“ ‘He went away sorrowful, leaving me broken hearted. I could appear in public now and I returned to my profession. The beauty which had been so great an aid to me before, was impaired, and the old vivacity was gone. But I could play still and sing, and with my violin and my voice I easily earned enough for all my wants, until I got the scar. After that I sank into a wretched poverty, and was glad at last to secure employment as a stage dresser. My illness here has lost me that—.’

“I cannot tell you any more, Cousin Arthur. It pains me too much. But I am going to take my mother with me to America and provide for her in some way that she will permit. She has recovered from the surgery now, and I have simply taken possession of her. She refuses to go to Pocahontas, or in any other way to take her position as my father’s widow. But if this war comes, as you fear it will, she has decided to go into service as a field nurse, and you must arrange that for her.

“I understand now why my father forbade me to learn music, and why he taught me that a woman must have a master. I can even guess what Jefferson Peyton meant when I rejected his suit. My father, I suppose, planned to provide a master for me; but I decline to serve the one he selected. I am a woman and a proud one. I will never consent to be disposed of in marriage by the orders of other people as princesses and other chattel women are. But, oh, you cannot know how sorrowful my soul is, and how I long to be at home again! I hope the war will come. That is wicked in me, I suppose, but I cannot help it. I must have occupation or I shall go mad. I shall set to work at once, on my return, fitting up our laboratory, and there I’ll find work enough to fill all my hours, and it will be useful, humane, patriotic work, such as it is worth a woman’s while to do.”

XXXV
THE BIRTH OF WAR

IT was the seventeenth of April, 1861. It was the fateful day on which the greatest, the most terrible, the most disastrous of modern wars was born.

On that day the long struggle of devoted patriots to keep Virginia in the Union and to throw all her influence into the scale of peace, had ended in failure.

A few days before, Fort Sumter had been bombarded and had fallen. Still the Virginia convention had resisted all attempts to drag or force the Mother State into secession. Then had come Mr. Lincoln’s call upon Virginia for her quota of troops with which to make war upon the seceding sister states of the South and the alternative of secession or dishonor presented itself to this body of Union men. They decided at once, and on that seventeenth day of April they made a great war possible and indeed inevitable, by adopting an ordinance of secession and casting Virginia’s fate, Virginia’s strength, and Virginia’s matchless influence, into the scale of disunion and war.

Richmond was in delirium—a delirium which moved men to ecstatic joy or profound grief, or deeply rooted apprehension, according to their several temperaments.
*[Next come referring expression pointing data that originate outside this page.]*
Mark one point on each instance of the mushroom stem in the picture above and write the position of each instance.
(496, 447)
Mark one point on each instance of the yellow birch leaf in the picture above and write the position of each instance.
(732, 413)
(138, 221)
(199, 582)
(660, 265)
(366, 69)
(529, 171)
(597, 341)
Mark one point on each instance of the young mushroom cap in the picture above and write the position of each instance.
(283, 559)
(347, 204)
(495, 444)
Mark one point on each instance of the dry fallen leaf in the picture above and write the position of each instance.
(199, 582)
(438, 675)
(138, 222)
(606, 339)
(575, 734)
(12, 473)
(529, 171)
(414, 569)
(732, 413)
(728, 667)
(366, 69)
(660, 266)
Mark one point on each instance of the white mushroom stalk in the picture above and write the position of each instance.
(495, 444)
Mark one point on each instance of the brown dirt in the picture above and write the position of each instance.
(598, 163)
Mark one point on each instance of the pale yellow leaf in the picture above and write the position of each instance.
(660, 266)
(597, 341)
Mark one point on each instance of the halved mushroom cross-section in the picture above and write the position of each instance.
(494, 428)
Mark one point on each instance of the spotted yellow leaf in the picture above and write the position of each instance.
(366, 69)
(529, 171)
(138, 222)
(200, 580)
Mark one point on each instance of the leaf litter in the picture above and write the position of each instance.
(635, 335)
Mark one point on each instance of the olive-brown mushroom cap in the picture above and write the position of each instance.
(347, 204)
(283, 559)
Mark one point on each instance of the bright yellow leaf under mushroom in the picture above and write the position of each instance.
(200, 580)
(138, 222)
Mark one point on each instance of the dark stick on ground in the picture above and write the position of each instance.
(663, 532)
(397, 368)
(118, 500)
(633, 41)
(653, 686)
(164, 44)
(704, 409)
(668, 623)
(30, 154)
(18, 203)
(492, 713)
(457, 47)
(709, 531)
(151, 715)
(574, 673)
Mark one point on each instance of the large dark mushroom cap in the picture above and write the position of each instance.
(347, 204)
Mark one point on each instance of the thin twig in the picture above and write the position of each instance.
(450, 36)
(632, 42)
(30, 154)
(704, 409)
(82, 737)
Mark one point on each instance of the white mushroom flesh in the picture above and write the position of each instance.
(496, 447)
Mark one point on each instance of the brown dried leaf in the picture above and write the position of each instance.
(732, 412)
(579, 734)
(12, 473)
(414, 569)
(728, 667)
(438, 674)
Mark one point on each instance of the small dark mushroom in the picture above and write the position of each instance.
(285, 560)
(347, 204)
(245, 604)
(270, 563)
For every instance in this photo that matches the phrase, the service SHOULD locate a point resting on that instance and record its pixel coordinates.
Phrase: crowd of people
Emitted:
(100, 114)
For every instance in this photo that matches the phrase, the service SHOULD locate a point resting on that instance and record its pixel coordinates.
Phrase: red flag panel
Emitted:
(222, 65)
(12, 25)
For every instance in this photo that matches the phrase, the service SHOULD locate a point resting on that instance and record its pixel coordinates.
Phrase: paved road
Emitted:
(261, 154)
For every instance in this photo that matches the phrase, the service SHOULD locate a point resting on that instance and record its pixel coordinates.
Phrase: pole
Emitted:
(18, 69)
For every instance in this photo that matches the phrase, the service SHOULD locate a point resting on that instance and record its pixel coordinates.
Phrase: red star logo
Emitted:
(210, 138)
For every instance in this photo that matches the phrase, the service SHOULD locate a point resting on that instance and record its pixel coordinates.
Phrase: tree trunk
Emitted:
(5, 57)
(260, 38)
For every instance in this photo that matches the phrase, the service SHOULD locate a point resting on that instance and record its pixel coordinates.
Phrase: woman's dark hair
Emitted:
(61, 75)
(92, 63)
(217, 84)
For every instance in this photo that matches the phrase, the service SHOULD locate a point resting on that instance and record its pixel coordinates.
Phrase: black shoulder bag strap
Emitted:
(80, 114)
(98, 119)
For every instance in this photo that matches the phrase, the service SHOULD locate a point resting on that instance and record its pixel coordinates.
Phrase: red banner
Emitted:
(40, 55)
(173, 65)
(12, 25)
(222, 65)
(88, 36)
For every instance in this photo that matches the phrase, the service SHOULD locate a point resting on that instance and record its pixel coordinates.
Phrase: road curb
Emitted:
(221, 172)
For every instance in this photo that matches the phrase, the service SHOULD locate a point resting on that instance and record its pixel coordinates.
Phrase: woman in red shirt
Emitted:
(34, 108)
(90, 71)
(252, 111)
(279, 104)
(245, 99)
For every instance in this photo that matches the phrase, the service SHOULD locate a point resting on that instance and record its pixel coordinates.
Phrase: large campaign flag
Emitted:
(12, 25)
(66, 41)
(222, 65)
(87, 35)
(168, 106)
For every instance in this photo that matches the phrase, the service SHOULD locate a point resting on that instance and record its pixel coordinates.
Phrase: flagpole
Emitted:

The thoughtless went parading excitedly up and down the streets singing songs, and making a gala time of it, wearing cockades by day and carrying torches by night, precisely as if some long hoped for and supremely desired good fortune had come upon the land of their birth. The more thoughtful looked on and kept silent. But mostly the spirit manifested was one of grim determination to meet fate—be it good or bad—with stout hearts and calmly resolute minds.

In that purpose all men were as one now. The vituperation with which the people’s representatives in the convention had been daily assailed for their hesitation to secede, was absolutely hushed. The sentiment of affection for the Union which had been growing for seventy years and more, gave way instantly to a determination to win a new independence or sacrifice all in the attempt.

Jubal A. Early, who had from the beginning opposed secession with all his might, reckoning it not only insensate folly but a political crime as well, voted against it to the last, and then, instantly sent to Gov. Letcher a tender of his services in the war, in whatever capacity his state might see fit to employ him. In the same way William C. Wickham, an equally determined opponent of secession, quitted his seat in the convention only to make hurried preparation for his part as a military leader on the Southern side.